Cannes 2014 : le thème de l'argent au coeur de la compétition officielle
Le ton a été donné dès le film d'ouverture, "Grace de Monaco", une histoire d'impôts plus qu'un roman d'amour, réalisé par Olivier Dahan. Nicole Kidman tente d'y sauver une Principauté dont les caisses sont vides face à un général de Gaulle qui menace de "faire retourner Monaco au Moyen Age" si le Rocher continue sa politique d'exonération de taxes.
Dans "Timbuktu", du Mauritanien Abderrahmane Sissako, la pauvreté peut mener à la mort. Dans un Mali dominé par les jihadistes, un éleveur doit répondre du meurtre d'un pêcheur.

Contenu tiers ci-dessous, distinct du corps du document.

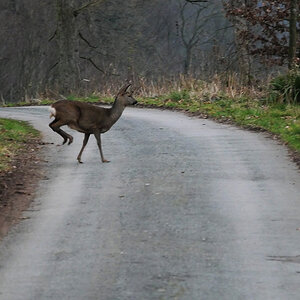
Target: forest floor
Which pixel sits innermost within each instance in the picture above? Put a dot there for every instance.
(20, 170)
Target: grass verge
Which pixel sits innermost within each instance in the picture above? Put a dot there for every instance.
(14, 139)
(253, 112)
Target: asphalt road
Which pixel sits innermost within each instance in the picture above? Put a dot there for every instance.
(187, 209)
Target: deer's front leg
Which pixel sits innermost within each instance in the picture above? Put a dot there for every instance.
(85, 140)
(98, 138)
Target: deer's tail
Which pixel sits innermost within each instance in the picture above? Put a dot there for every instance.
(52, 111)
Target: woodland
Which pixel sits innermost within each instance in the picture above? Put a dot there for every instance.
(52, 48)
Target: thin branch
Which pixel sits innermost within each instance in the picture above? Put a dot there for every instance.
(85, 40)
(99, 69)
(93, 63)
(52, 36)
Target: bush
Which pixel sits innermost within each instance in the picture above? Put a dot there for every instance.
(179, 95)
(286, 88)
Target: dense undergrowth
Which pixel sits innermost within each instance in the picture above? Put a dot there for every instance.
(14, 138)
(274, 107)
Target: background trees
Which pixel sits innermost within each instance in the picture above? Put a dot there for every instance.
(62, 47)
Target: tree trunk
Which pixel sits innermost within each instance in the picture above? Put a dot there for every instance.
(68, 75)
(187, 61)
(293, 34)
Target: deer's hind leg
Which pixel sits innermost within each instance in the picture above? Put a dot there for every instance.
(55, 126)
(85, 140)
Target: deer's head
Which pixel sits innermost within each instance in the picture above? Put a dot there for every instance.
(125, 96)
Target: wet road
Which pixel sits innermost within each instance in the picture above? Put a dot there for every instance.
(187, 209)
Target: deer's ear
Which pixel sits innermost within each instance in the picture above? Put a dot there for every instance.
(123, 90)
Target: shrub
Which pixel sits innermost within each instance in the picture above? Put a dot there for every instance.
(286, 88)
(179, 95)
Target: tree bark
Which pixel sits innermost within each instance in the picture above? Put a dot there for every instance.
(68, 74)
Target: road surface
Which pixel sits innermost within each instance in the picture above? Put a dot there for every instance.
(187, 209)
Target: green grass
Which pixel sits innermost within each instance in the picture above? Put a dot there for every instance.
(280, 119)
(14, 138)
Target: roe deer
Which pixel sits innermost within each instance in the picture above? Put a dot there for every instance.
(89, 119)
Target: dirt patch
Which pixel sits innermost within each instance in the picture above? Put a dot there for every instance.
(17, 186)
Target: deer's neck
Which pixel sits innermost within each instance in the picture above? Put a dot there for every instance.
(115, 112)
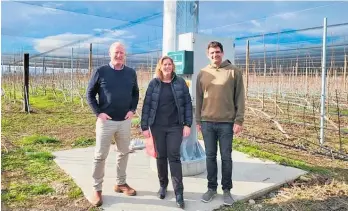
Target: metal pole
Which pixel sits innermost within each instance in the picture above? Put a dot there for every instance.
(26, 82)
(323, 83)
(90, 59)
(72, 70)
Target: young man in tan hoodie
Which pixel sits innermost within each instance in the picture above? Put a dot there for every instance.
(220, 108)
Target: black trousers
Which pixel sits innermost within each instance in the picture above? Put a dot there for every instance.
(167, 143)
(221, 133)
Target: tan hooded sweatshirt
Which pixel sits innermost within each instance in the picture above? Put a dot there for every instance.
(220, 94)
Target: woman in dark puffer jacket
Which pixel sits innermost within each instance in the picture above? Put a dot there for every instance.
(167, 110)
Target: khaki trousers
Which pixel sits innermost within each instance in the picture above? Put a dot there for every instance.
(105, 130)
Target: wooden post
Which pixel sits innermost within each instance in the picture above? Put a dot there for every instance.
(26, 82)
(345, 72)
(247, 70)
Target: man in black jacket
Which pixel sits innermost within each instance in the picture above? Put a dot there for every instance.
(118, 93)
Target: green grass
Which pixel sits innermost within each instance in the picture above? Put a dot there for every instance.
(20, 192)
(36, 139)
(83, 142)
(75, 193)
(253, 150)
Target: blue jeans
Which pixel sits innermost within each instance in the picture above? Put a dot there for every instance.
(222, 133)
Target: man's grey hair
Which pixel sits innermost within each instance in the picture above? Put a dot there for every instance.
(113, 45)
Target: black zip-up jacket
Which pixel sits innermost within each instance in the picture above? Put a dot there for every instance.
(182, 99)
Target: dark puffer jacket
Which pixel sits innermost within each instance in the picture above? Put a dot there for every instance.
(182, 99)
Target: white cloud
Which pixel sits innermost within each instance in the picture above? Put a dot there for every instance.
(287, 16)
(52, 4)
(102, 43)
(256, 23)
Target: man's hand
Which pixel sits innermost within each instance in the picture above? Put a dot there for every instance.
(186, 131)
(237, 129)
(104, 116)
(147, 133)
(129, 115)
(198, 127)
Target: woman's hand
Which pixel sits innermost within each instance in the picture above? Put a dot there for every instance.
(186, 131)
(147, 133)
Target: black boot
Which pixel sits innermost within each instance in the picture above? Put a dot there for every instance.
(180, 201)
(162, 192)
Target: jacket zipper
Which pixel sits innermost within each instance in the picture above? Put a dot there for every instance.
(176, 102)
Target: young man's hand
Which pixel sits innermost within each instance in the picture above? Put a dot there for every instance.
(237, 129)
(147, 133)
(186, 131)
(104, 116)
(129, 115)
(198, 127)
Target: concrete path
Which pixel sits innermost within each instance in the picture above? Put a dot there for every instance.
(251, 177)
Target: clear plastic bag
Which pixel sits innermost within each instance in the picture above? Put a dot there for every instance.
(191, 149)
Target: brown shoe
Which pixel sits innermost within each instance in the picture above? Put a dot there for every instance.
(97, 200)
(125, 189)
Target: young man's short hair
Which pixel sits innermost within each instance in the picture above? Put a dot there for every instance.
(215, 44)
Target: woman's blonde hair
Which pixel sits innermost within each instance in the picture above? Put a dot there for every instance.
(158, 71)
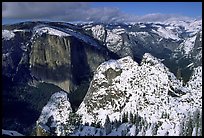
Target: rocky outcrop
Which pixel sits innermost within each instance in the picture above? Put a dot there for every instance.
(148, 89)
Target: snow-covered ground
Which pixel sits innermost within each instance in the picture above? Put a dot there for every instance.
(149, 89)
(7, 35)
(11, 133)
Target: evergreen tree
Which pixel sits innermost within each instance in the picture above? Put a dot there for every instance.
(107, 125)
(131, 118)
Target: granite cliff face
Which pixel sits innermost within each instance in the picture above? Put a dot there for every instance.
(59, 56)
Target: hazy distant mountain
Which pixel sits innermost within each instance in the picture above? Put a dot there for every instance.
(132, 78)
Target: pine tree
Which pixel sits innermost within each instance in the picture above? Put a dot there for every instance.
(178, 74)
(107, 125)
(131, 118)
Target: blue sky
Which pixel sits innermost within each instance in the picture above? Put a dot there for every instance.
(192, 9)
(98, 11)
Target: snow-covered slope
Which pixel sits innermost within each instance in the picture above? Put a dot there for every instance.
(55, 112)
(11, 133)
(123, 86)
(7, 35)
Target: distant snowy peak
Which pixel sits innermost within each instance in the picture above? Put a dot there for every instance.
(7, 34)
(195, 81)
(191, 26)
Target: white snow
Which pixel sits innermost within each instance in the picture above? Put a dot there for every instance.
(188, 44)
(7, 34)
(51, 31)
(144, 89)
(59, 108)
(166, 33)
(11, 133)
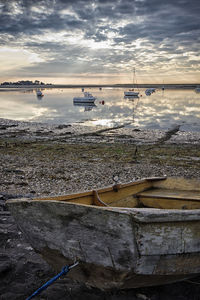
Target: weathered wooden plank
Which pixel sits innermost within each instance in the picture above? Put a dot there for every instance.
(169, 265)
(169, 203)
(168, 238)
(178, 184)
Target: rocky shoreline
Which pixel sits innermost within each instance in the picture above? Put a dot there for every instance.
(42, 159)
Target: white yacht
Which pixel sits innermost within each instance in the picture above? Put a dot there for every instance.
(131, 92)
(86, 98)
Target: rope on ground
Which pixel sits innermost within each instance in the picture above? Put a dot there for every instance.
(64, 271)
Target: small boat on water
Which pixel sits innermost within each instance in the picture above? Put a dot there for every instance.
(86, 98)
(197, 90)
(131, 92)
(87, 106)
(150, 91)
(137, 234)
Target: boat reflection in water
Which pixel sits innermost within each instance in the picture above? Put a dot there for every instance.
(39, 94)
(87, 106)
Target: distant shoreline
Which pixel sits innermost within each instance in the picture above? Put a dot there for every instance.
(63, 86)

Selon la charia, seul l'acquittement d'une lourde somme à la famille de la victime peut le sauver de l'exécution. Le juge réclame 40 vaches. Kidane n'en a que huit.
Saint Laurent les poches pleines de billets de 500 francs
On est loin de l'atmosphère dissolue des années 70 en France du "Saint Laurent" de Bertrand Bonello, quand le couturier et Pierre Bergé se promenaient les poches remplies de billets de 500 francs et achetaient des oeuvres d'art comme d'autres des bonbons. "Tu ne vis pas dans la réalité, tu n'es jamais allé au supermarché", dit à Yves Saint Laurent sa mère (Dominique Sanda).
Dans "Winter Sleep" (Sommeil d'hiver), du Turc Nuri Bilge Ceylan, l'hôtelier
Aydin règne en maître sur son village de Capadocce grâce à sa fortune.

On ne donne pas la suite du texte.